Kathy Sullivan: Scott Brown's questionable judgment
SCOTT BROWN’S adventures with Global Digital Solutions may be the final straw that will keep him an erstwhile senator. The involvement by Brown with GDS, a sketchy organization whose executives have been sued for fraud, raises significant questions about his judgment. His reaction to the criticism, which amounted to “why’s everybody picking on me,” only serves to exacerbate his problems.
GDS was formed approximately 19 years ago to sell beauty products, then restyled itself, first as a wireless data company, then as a weapons manufacturer. The progression from shampoo and hair spray to guns makes little sense, but that may be why GDS asked Brown to become a member of its board of “expert advisors” instead of me.When Brown accepted the invitation to join the GDS board last September, he received stock valued at $1.3 million. Call me cynical, but when someone offers me $1.3 million in a get-rich-quick scheme, I usually forward the invitation to my junk email folder. At the very least, I will Google the sender’s name to see if he really is a Nigerian prince. But not Brown, who instead sold his name to GDS with little due diligence. If he had asked a few questions, he would have learned that the company, as reported by The Boston Globe, had no revenue, no products, no trademarks, no patents, no permanent physical office, and only four employees. Even if he was too shy to ask direct questions of GDS’s management, a quick Internet search would have revealed that two of the company’s executives were involved with another company, Argo Digital Solutions. The executives and Argo were sued for fraud for allegedly siphoning investor money away to another company.
Any lawyer worth his or salt knows you can easily run a federal courts litigation search online as part of a minimal background check. At the time Brown received the GDS invitation, he was a partner with Nixon, Peabody, a top-notch law firm with offices around the nation. Had Brown asked, his legal assistant could have uncovered the litigation involving the company’s executives in minutes. It would have been very simple for Brown to learn that the people who wanted to use his name were accused of participating in a “pump and dump” scheme. Pump and dump occurs when a company uses misleading or false news, such as a merger or a big contract, to entice investors to buy the company’s stock. This pumps up the stock’s value. The company’s executives then “dump” their stock at the inflated price. When the merger or contract never happens, the stock price drops, leaving the investors with worthless shares.
Was GDS a pump and dump scheme in the making? A few months after Brown joined the GDS expert advisory board, the company announced a bid to buy Remington Arms Co. for $1 billion. Remington mocked the offer, calling the bid a publicity stunt by a company with no credible financing options. At this point, a light bulb should have gone off in Brown’s head that something was not quite right. But Brown did not have the good judgment to ask questions.

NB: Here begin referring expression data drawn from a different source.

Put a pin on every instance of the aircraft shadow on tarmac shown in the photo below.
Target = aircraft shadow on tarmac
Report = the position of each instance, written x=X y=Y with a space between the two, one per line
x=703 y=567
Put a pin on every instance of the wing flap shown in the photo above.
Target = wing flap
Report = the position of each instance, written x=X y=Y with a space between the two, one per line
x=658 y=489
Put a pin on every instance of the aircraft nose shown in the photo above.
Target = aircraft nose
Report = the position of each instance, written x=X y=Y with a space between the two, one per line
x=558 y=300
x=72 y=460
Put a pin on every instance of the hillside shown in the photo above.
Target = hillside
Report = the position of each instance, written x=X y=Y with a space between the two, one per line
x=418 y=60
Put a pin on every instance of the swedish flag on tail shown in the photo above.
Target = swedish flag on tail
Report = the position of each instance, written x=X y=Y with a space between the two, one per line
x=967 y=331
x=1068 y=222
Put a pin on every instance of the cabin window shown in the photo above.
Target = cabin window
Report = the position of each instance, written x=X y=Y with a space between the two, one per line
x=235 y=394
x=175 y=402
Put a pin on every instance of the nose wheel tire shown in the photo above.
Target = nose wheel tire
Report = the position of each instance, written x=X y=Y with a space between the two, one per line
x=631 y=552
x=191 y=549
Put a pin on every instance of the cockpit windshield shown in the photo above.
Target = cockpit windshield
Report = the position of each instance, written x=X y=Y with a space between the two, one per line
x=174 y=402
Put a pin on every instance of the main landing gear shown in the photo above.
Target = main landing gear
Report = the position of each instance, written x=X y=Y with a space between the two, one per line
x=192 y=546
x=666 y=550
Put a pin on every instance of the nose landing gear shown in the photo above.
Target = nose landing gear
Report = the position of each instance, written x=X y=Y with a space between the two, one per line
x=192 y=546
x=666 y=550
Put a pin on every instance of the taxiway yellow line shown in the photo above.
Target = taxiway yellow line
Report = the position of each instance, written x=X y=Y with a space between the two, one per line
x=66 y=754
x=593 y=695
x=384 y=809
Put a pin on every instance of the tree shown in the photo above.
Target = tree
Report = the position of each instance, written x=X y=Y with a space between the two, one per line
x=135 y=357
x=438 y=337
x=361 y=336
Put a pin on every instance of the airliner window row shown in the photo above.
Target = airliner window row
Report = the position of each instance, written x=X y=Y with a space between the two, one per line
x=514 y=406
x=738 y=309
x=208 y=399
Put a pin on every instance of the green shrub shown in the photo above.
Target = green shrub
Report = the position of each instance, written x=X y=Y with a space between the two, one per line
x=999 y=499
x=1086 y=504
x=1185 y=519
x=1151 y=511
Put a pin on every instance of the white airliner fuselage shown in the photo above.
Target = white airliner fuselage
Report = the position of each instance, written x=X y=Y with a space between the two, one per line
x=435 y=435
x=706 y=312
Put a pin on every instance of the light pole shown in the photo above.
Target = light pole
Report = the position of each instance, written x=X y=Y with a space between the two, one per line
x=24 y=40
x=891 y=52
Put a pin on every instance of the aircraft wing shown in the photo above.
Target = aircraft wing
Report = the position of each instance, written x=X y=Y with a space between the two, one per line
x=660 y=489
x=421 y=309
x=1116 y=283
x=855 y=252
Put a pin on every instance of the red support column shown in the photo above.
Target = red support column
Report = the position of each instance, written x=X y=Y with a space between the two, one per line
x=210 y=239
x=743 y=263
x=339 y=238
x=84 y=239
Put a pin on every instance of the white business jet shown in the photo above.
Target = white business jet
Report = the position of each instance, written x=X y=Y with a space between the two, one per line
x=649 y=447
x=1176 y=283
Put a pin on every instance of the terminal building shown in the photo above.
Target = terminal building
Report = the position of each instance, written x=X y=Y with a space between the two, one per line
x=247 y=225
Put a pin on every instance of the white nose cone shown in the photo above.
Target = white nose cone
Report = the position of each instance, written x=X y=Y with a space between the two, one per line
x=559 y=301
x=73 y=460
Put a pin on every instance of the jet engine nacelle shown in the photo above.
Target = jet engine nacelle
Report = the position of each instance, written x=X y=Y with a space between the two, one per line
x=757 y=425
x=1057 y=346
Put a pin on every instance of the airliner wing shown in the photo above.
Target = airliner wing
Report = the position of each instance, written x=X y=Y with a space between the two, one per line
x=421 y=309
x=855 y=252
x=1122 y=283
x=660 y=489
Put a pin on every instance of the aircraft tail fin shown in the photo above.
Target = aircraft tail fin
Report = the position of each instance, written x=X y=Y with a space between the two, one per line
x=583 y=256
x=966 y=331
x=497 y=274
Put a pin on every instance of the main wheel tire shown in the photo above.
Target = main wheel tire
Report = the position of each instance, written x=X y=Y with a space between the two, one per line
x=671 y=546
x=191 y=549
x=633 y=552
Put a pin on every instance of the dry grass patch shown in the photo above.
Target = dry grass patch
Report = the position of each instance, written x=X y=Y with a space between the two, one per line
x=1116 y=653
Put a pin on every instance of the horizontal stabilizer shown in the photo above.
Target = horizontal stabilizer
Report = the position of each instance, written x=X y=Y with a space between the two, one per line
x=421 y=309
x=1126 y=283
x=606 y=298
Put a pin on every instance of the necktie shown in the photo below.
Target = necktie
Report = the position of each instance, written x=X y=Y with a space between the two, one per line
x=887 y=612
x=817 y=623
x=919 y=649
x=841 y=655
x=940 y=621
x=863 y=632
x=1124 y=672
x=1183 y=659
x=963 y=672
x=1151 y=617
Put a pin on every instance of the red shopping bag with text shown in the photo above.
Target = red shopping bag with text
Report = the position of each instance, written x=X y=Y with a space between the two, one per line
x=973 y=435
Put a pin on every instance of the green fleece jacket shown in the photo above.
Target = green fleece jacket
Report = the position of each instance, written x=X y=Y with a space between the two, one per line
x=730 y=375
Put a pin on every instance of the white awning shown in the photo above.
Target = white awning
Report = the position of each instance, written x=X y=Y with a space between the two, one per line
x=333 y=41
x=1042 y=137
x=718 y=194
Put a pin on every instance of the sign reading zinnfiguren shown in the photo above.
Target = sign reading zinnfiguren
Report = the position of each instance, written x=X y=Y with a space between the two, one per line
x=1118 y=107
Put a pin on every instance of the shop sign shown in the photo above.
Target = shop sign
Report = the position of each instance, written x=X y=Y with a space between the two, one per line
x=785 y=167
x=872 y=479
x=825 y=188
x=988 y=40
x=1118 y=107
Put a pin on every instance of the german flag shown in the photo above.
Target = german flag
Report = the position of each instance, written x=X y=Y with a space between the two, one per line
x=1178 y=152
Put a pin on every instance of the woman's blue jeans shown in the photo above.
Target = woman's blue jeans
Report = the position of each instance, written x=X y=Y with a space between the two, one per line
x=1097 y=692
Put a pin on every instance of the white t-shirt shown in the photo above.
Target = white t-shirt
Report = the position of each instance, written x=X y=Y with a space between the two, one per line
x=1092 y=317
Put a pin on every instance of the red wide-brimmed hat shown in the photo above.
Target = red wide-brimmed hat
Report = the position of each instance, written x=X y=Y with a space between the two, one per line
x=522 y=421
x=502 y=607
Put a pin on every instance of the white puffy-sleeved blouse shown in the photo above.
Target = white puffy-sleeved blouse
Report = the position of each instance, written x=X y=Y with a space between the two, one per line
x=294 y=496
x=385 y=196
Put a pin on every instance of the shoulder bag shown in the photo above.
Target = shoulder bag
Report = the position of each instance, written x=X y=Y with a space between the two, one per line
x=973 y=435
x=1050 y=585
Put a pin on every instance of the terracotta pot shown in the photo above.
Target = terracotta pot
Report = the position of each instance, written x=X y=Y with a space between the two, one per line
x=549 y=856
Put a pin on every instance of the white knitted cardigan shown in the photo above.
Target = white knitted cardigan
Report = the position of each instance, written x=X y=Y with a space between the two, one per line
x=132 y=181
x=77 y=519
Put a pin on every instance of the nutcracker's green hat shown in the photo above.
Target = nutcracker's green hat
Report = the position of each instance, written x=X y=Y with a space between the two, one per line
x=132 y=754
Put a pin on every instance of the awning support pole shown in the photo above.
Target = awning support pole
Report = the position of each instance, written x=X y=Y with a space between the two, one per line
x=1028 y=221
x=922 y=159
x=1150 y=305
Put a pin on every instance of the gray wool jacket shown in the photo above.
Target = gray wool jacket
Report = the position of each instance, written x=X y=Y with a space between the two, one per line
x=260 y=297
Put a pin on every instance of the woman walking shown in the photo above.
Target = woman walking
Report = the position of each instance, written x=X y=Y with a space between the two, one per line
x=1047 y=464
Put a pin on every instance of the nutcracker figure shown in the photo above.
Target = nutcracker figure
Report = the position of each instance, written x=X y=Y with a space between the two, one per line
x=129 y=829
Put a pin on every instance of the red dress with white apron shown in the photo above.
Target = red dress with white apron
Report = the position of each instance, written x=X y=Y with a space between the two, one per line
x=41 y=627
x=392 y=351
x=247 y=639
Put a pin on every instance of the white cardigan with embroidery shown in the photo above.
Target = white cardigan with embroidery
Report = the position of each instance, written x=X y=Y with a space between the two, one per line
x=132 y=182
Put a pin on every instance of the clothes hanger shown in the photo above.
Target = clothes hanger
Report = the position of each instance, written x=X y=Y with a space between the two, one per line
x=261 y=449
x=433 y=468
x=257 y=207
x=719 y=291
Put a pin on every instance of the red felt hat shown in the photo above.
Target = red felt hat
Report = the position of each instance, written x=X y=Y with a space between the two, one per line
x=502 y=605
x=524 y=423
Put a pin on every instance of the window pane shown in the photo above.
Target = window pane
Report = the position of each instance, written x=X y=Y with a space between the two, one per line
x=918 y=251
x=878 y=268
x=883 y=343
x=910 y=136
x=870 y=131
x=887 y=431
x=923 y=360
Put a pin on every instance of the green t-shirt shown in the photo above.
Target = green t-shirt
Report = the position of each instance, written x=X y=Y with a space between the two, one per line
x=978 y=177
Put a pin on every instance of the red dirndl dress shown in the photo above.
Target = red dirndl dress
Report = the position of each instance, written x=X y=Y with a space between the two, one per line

Two weeks ago, it was the media that began asking questions. This was another opportunity for Brown to extricate himself. Instead, he defended GDS, saying its lack of assets and employees were due to the company being a startup. How a company that was formed in the last century can be called a startup is a mystery. But then, Brown’s actions have been nothing but a mystery. Finally, as the questions continued to mount, Brown resigned his post and returned his stock, calling the matter “an unnecessary and unwanted distraction.” Yes, it was unnecessary, but not because of the media attention. It was Brown’s own incredibly bad judgment that got him into this mess when he sold his name to a company without an office run by executives accused of securities fraud.
Brown is compounding his problems by failing to submit a financial disclosure statement required of Senate candidates. He has obtained an extension until August, although the forms aren’t particularly difficult. In light of the GDS issue, Brown’s refusal to file his disclosure raises questions as to whether there are any other problematic corporate or other ties that he does not want to talk about.
None of this suggests that Brown himself knew of the issues with GDS, but that is the point. It looks like he was so eager to cash in on his fleeting fame that he failed to find out who his new friends were. New Hampshire does not need a senator with Scott Brown’s lack of judgment.
Kathy Sullivan is a Manchester attorney and member of the Democratic National Committee. She was chairman of the New Hamsphire Democratic Party from 1999-2007.